Moradores que vivem da pesca explicam que a safra da tainha acontece entre maio e agosto, período em que os cardumes sobem do sul do continente rumo ao norte da costa brasileira. Nesse intervalo, a rotina das comunidades pesqueiras muda, já que muitos contam com a abundância do peixe para garantir renda e manter viva uma tradição que atravessa gerações.

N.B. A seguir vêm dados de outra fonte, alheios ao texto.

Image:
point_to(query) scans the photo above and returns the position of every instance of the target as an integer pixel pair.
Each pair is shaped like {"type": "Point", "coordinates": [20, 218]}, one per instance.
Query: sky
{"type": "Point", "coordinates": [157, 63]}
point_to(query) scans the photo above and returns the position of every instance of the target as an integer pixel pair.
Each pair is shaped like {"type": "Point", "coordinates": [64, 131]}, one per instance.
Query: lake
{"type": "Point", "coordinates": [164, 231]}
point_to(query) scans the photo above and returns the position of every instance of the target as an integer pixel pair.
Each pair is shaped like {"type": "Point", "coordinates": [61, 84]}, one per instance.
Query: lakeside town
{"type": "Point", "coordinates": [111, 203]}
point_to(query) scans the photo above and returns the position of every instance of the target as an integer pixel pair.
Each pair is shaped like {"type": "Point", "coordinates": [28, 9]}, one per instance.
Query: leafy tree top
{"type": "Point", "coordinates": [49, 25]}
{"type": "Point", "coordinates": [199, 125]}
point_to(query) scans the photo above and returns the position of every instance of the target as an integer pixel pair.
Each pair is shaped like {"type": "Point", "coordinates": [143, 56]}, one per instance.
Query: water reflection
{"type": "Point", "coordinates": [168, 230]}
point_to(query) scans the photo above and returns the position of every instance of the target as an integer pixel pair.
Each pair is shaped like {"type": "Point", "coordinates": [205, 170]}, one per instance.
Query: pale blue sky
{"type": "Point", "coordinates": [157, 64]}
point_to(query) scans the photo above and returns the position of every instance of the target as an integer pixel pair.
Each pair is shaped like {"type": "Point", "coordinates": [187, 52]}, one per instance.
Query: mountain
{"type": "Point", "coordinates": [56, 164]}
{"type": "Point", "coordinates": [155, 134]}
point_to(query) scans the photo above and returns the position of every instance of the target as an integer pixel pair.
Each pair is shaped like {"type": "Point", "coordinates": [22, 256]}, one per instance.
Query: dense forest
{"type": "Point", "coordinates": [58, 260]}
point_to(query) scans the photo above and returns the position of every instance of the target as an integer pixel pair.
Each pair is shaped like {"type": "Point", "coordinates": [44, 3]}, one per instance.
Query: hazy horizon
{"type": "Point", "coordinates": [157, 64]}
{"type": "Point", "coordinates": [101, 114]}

A boa quantidade de tainha registrada nos últimos dias chamou a atenção de quem trabalha no mar. Segundo o pescador Elonai de Oliveira, apenas entre terça-feira (16) e a manhã desta quarta-feira (17) foram retiradas aproximadamente 25 toneladas de tainha das praias da região. O pescador Leonardo Tavares relatou uma das grandes capturas durante a passagem dos cardumes, quando o grupo se deslocava em direção ao Balneário de Barrancos e percebeu a intensa movimentação dos peixes perto da costa, resultando em um cerco que rendeu cerca de 10 toneladas.
“Estávamos indo para Barrancos quando avistamos um peixe. Paramos devagar para observar e, de repente, começou a saltar muito peixe. Aí todo pescador fica feliz. Fizemos o cerco e cercamos o cardume, com muitos peixes pulando. A expectativa é de que a safra continue melhorando nos próximos dias. Quem quiser comprar tainha fresca pode procurar a banca de Shangri-lá”, relatou Junior. A procura pelo peixe deve seguir alta, acompanhando a expectativa dos pescadores para os próximos dias de safra intensa.
Além de garantir sustento para dezenas de famílias, a pesca da tainha é parte importante da identidade cultural de Pontal do Paraná. Nos tradicionais arrastões, os pescadores se organizam em grupo para cercar os cardumes e puxar as redes até a areia, em um trabalho coletivo que é passado de pais para filhos e atrai a curiosidade de moradores e turistas. As condições de outono e inverno, com água mais fria e mudanças nas correntes marítimas, aproximam os cardumes da costa e tornam este um dos períodos mais aguardados pelas comunidades caiçaras do município.